Près de deux millions d'Américains confrontés au chômage de longue durée
En juin, 1,9 million d'Américains étaient sans emploi depuis 27 semaines ou plus. Bien que le taux de chômage global ait baissé, la participation à la population active a également diminué.

Près de deux millions d'Américains étaient considérés comme étant en chômage de longue durée en juin, ce qui signifie qu'ils étaient sans emploi depuis 27 semaines ou plus. Ce chiffre représente 27,3 % de tous les chômeurs, soit une augmentation de 4 % par rapport à l'année précédente. Bien que le taux de chômage global ait baissé à 4,2 %, cette diminution était en partie due à une baisse de la participation à la population active.
Le taux de participation à la population active a diminué de 0,3 point de pourcentage pour atteindre 61,5 %, le niveau le plus bas depuis mars 2021. Le chômage de longue durée touche de manière disproportionnée les travailleurs âgés de 25 à 54 ans. La durée moyenne du chômage en juin était de 25,5 semaines. Les licenciements récents dans de grandes entreprises technologiques comme Meta et Microsoft ont accru la concurrence pour les postes disponibles, laissant potentiellement de nombreuses personnes dans une recherche d'emploi prolongée.
Les indemnités de départ offertes par certaines entreprises pourraient ne pas couvrir entièrement la période prolongée que mettent les individus à trouver un nouvel emploi. Par exemple, Meta a fourni 16 semaines de salaire de base plus des semaines supplémentaires basées sur l'ancienneté, tandis que Block a offert 20 semaines de salaire. Ces durées pourraient être inférieures à la durée moyenne de la recherche d'emploi, poussant davantage de personnes vers le chômage de longue durée.

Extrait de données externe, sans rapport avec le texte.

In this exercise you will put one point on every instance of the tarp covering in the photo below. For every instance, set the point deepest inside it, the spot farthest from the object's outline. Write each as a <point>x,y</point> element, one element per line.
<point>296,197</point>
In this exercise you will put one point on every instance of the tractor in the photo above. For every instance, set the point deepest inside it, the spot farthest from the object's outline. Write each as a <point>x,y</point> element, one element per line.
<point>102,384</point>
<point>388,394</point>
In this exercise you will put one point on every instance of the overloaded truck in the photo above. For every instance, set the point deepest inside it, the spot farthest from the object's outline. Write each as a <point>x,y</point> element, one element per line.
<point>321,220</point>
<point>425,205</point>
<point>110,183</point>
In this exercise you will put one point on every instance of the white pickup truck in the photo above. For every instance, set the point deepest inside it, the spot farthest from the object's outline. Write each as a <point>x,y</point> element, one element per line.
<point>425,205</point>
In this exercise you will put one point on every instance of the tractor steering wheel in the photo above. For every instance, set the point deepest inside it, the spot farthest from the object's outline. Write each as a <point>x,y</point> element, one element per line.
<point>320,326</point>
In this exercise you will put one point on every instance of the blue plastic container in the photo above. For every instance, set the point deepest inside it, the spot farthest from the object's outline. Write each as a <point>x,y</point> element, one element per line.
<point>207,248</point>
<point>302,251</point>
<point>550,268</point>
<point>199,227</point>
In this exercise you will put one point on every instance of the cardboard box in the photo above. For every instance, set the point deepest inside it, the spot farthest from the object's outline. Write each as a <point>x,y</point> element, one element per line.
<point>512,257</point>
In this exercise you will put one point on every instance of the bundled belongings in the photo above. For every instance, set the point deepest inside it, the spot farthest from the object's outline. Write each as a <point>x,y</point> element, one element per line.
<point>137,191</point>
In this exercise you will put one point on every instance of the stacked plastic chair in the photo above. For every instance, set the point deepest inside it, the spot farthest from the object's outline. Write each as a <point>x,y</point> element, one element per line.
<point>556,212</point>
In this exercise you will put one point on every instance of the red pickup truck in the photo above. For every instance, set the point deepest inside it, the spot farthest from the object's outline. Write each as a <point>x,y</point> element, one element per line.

Le coût psychologique du chômage prolongé est important. Une enquête d'avril a révélé que seulement 23 % des adultes au chômage se sentaient constamment motivés, tandis que 31 % avaient cessé leur recherche active d'emploi. La durée moyenne de la recherche d'emploi était de six mois, mais 30 % effectuaient des recherches depuis plus longtemps.
Le climat économique actuel, décrit par l'ancien président de la Réserve fédérale, Jerome Powell, comme un "environnement de faibles licenciements et de faibles embauches", pourrait exacerber la situation. Cet environnement peut amener les chercheurs d'emploi à accepter des postes à temps partiel, affectant potentiellement la motivation et créant des lacunes dans leurs CV. Le rapport sur la situation de l'emploi de juillet sera publié le 7 août.